Akhirnya Abeck dan Sendy pergi agak menjauh dari gue dan Budi. Mereka bicara empat mata, dan kelihatannya mereka malah makin tambah sayang satu sama lain. Gue cuma bisa tersenyum, karena akhirnya semua teman-teman gue bisa merelakan ceweknya masing-masing.

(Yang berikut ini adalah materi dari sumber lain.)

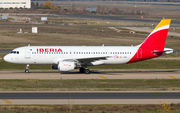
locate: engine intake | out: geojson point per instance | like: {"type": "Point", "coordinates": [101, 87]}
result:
{"type": "Point", "coordinates": [66, 66]}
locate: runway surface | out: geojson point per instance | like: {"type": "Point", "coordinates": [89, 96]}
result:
{"type": "Point", "coordinates": [91, 95]}
{"type": "Point", "coordinates": [174, 23]}
{"type": "Point", "coordinates": [56, 98]}
{"type": "Point", "coordinates": [94, 75]}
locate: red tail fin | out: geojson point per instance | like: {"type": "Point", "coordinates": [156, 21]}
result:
{"type": "Point", "coordinates": [157, 37]}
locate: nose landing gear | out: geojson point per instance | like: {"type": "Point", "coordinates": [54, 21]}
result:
{"type": "Point", "coordinates": [84, 70]}
{"type": "Point", "coordinates": [27, 68]}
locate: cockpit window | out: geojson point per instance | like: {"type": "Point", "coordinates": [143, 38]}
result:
{"type": "Point", "coordinates": [14, 52]}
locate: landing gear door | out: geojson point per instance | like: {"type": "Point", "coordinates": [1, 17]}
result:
{"type": "Point", "coordinates": [27, 53]}
{"type": "Point", "coordinates": [139, 53]}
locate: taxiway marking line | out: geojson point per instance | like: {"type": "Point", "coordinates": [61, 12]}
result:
{"type": "Point", "coordinates": [103, 77]}
{"type": "Point", "coordinates": [172, 77]}
{"type": "Point", "coordinates": [7, 101]}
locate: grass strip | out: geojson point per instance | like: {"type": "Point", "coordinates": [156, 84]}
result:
{"type": "Point", "coordinates": [148, 64]}
{"type": "Point", "coordinates": [149, 108]}
{"type": "Point", "coordinates": [91, 85]}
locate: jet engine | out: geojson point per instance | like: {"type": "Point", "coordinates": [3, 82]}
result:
{"type": "Point", "coordinates": [54, 66]}
{"type": "Point", "coordinates": [66, 66]}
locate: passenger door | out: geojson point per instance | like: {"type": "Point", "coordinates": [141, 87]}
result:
{"type": "Point", "coordinates": [27, 53]}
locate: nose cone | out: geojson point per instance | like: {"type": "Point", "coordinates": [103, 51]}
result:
{"type": "Point", "coordinates": [6, 58]}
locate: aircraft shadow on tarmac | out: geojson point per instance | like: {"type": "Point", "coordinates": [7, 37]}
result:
{"type": "Point", "coordinates": [100, 72]}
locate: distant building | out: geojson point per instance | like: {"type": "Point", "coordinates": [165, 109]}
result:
{"type": "Point", "coordinates": [15, 3]}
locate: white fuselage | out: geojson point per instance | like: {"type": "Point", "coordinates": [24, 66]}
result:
{"type": "Point", "coordinates": [54, 54]}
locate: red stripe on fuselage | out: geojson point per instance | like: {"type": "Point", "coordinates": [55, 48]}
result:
{"type": "Point", "coordinates": [155, 42]}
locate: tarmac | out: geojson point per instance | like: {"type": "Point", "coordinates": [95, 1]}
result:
{"type": "Point", "coordinates": [171, 74]}
{"type": "Point", "coordinates": [61, 98]}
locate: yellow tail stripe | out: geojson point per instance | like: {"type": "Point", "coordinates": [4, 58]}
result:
{"type": "Point", "coordinates": [163, 23]}
{"type": "Point", "coordinates": [7, 101]}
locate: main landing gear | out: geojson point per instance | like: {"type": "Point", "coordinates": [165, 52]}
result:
{"type": "Point", "coordinates": [27, 68]}
{"type": "Point", "coordinates": [84, 70]}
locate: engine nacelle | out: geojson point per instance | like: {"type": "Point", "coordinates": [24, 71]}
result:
{"type": "Point", "coordinates": [54, 66]}
{"type": "Point", "coordinates": [66, 66]}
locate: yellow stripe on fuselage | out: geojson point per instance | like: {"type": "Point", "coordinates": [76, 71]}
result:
{"type": "Point", "coordinates": [163, 23]}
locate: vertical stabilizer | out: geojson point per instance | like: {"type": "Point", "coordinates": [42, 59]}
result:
{"type": "Point", "coordinates": [157, 37]}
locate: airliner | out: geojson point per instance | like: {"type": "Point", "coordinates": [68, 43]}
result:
{"type": "Point", "coordinates": [67, 58]}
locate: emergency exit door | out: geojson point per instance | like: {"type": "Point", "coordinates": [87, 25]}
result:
{"type": "Point", "coordinates": [27, 53]}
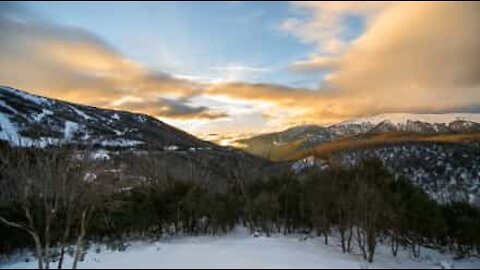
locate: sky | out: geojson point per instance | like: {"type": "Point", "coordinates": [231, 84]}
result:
{"type": "Point", "coordinates": [223, 70]}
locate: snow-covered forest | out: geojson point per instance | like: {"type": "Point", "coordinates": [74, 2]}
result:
{"type": "Point", "coordinates": [55, 206]}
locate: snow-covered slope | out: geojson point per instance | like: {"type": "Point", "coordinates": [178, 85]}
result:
{"type": "Point", "coordinates": [240, 250]}
{"type": "Point", "coordinates": [409, 122]}
{"type": "Point", "coordinates": [30, 120]}
{"type": "Point", "coordinates": [404, 118]}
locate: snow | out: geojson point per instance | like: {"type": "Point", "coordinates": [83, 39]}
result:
{"type": "Point", "coordinates": [100, 155]}
{"type": "Point", "coordinates": [402, 118]}
{"type": "Point", "coordinates": [70, 129]}
{"type": "Point", "coordinates": [6, 106]}
{"type": "Point", "coordinates": [120, 143]}
{"type": "Point", "coordinates": [8, 131]}
{"type": "Point", "coordinates": [171, 148]}
{"type": "Point", "coordinates": [239, 249]}
{"type": "Point", "coordinates": [82, 114]}
{"type": "Point", "coordinates": [32, 98]}
{"type": "Point", "coordinates": [41, 115]}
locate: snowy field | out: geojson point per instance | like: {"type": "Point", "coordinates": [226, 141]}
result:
{"type": "Point", "coordinates": [241, 250]}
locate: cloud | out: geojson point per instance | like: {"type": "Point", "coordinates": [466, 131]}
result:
{"type": "Point", "coordinates": [72, 64]}
{"type": "Point", "coordinates": [412, 56]}
{"type": "Point", "coordinates": [324, 22]}
{"type": "Point", "coordinates": [408, 57]}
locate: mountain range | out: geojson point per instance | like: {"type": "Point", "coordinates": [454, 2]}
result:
{"type": "Point", "coordinates": [439, 152]}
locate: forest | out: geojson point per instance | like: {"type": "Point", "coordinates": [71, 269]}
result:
{"type": "Point", "coordinates": [52, 203]}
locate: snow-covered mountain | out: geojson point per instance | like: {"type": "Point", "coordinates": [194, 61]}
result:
{"type": "Point", "coordinates": [116, 138]}
{"type": "Point", "coordinates": [30, 120]}
{"type": "Point", "coordinates": [308, 136]}
{"type": "Point", "coordinates": [409, 122]}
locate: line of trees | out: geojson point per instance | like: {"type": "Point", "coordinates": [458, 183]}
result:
{"type": "Point", "coordinates": [48, 203]}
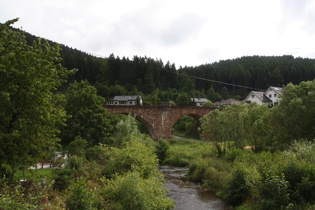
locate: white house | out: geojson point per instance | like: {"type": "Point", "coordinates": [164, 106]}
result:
{"type": "Point", "coordinates": [199, 101]}
{"type": "Point", "coordinates": [270, 96]}
{"type": "Point", "coordinates": [273, 94]}
{"type": "Point", "coordinates": [226, 102]}
{"type": "Point", "coordinates": [126, 100]}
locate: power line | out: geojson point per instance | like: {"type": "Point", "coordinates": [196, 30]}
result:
{"type": "Point", "coordinates": [194, 77]}
{"type": "Point", "coordinates": [214, 81]}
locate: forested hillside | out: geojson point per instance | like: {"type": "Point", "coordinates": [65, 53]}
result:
{"type": "Point", "coordinates": [144, 75]}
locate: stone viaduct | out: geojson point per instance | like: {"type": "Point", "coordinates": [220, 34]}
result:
{"type": "Point", "coordinates": [159, 120]}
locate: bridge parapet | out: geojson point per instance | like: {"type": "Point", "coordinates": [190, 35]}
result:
{"type": "Point", "coordinates": [159, 120]}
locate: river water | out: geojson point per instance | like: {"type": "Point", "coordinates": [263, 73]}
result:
{"type": "Point", "coordinates": [187, 195]}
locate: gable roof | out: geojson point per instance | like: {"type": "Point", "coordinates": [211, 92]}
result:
{"type": "Point", "coordinates": [226, 102]}
{"type": "Point", "coordinates": [276, 89]}
{"type": "Point", "coordinates": [127, 98]}
{"type": "Point", "coordinates": [199, 100]}
{"type": "Point", "coordinates": [260, 95]}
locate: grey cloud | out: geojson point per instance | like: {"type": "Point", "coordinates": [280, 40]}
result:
{"type": "Point", "coordinates": [181, 29]}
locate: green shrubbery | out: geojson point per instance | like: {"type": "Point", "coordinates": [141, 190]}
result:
{"type": "Point", "coordinates": [249, 180]}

“Eh?” Gue tiba-tiba kelepasan ngomong.

“Kenapa?” Budi heran.

“Ada satu anak nih, yang gue nggak tahu, bisa nerima apa kagak”

“Siapa?”

“Tia…”

“Adit? Buahahaha… nggak tahu deh. Tunggu kabar dari Teh Melo aja. Hahahaha…”

“Bener juga… Ahahaha”

“Budiiiii…. Kak Aziiiizzz….” teriak Cindy tiba-tiba, dari arah kantin. “Bayar dulu nih makanannya!!!”

“Waduh!” Gue tepuk jidat. “Istri loe ngamuk tuh. Bayarin sono, sekalian punya gue. Pffft…”

“Kampret….”


**

Gue sampai ke rumah Ayu. Kata Stella, Rena mau menginap di sini dulu. Terus, Ayana ternyata sudah ditunggu Ibunya di rumah. Jadi tadi Ayana gue antar duluan ke sana.

Di rumah Ayu sudah ada Cindy dan Budi. Ternyata habis dari Kantor Polisi, mereka langsung mampir ke sini.

“Gimana Bud, kelanjutannya?” tanya gue yang memang tadi pergi duluan.

“Kelanjutan apanya? Kalau si Abeck mah, udah kelayapan tuh sama Sendy. Kalau masalah semalam, gue sama Abeck cukup bayar denda. You know lah, masalah kecil kalau pakai duit juga selesai. Pfft…”

“Hiiih… Tapi masalah sama aku belum selesai” seru Cindy sambil menarik daun telinga Budi.

“Eeeeh??? Yang mana…? Aduh, sakit”

“Tadi kan harusnya kamu yang bayar makan”

Semua tertawa. Dasar pasangan bocah. Gue lihat Stella seperti memperhatikan dalam-dalam, bagaimana lucunya Budi dan Cindy. Jujur gue juga jadi merasa iri dengan mereka.

“Ziz” “Stell” (Ini ceritanya Aziz dan Stella lagi sama-sama memanggil satu sama lain).

“Ah… kamu aja dulu. Kenapa?” tanya gue setengah gugup.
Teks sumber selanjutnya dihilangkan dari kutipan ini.